I don't know exactly where this source is from but I've been using this piece of code, explanations of which you will find in its comments:
/**
* @desc Cut given plain/HTML text nicely
* @param string text to cut
* @param int approximetly length of desired text length
* @param int optional length, how far text can variante from approximetly length
* @param bool optional can we cut words
* @param bool optional do we need to append three dots to the end of cutted text
* @return string cutted text
*/
function htmlSubstr($text, $approxLength, $lengthOffset = 20, $cutWords = FALSE, $dotsAtEnd = TRUE) {
mb_internal_encoding('UTF-8');
// $approxLength:
// The approximate length you want the concatenated text to be
// $lengthOffset:
// The variation in how long the text can be in this example text
// length will be between 200 and 200-20=180 characters and the
// character where the last tag ends
// Reset tag counter & quote checker
$tag_counter = 0;
$quotes_on = FALSE;
// Check if the text is too long
if (mb_strlen($text) > $approxLength) {
// Reset the tag_counter and pass through (part of) the entire text
$c = 0;
for ($i = 0; $i < mb_strlen($text); $i++) {
// Load the current character and the next one
// if the string has not arrived at the last character
$current_char = mb_substr($text,$i,1);
if ($i < mb_strlen($text) - 1) {
$next_char = mb_substr($text,$i + 1,1);
} else {
$next_char = "";
}
// First check if quotes are on
if (!$quotes_on) {
// Check if it's a tag
// On a "<" add 3 if it's an opening tag (like <a href...)

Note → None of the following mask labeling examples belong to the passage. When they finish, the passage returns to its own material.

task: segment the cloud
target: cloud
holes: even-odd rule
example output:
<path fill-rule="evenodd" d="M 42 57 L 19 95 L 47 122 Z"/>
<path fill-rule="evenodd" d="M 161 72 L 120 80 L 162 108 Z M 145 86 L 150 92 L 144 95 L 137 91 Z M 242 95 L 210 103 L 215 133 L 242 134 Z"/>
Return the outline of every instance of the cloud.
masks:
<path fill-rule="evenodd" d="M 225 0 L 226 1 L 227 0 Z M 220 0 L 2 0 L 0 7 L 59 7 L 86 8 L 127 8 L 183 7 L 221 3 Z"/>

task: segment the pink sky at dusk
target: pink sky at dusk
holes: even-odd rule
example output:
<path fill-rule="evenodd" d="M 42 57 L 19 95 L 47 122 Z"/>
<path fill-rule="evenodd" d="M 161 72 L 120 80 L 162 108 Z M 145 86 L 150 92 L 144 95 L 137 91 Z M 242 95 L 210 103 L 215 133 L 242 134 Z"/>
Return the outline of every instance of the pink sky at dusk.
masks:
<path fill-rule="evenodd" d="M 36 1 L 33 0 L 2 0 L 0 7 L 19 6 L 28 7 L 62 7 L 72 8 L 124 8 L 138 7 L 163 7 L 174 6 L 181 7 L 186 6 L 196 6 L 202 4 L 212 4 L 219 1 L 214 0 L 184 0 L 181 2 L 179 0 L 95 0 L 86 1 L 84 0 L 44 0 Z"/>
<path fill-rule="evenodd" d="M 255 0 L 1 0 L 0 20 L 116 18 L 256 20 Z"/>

// or add only 1 if it's an ending tag (like </a>)
if ($current_char == '<') {
if ($next_char == '/') {
$tag_counter += 1;
} else {
$tag_counter += 3;
}
}
// Slash signifies an ending (like </a> or ... />)
// substract 2
if ($current_char == '/' && $tag_counter <> 0) $tag_counter -= 2;
// On a ">" substract 1
if ($current_char == '>') $tag_counter -= 1;
// If quotes are encountered, start ignoring the tags
// (for directory slashes)
if ($current_char == '"') $quotes_on = TRUE;
} else {
// IF quotes are encountered again, turn it back off
if ($current_char == '"') $quotes_on = FALSE;
}
// Count only the chars outside html tags
if($tag_counter == 2 || $tag_counter == 0) $c++;
// Check if the counter has reached the minimum length yet,
// then wait for the tag_counter to become 0, and chop the string there
if ($c > $approxLength - $lengthOffset && $tag_counter == 0 && ($next_char == ' ' || $cutWords == TRUE)) {
$text = mb_substr($text,0,$i + 1);
if($dotsAtEnd){
$text .= '...';
}
return $text;
}
}
}
return $text;
}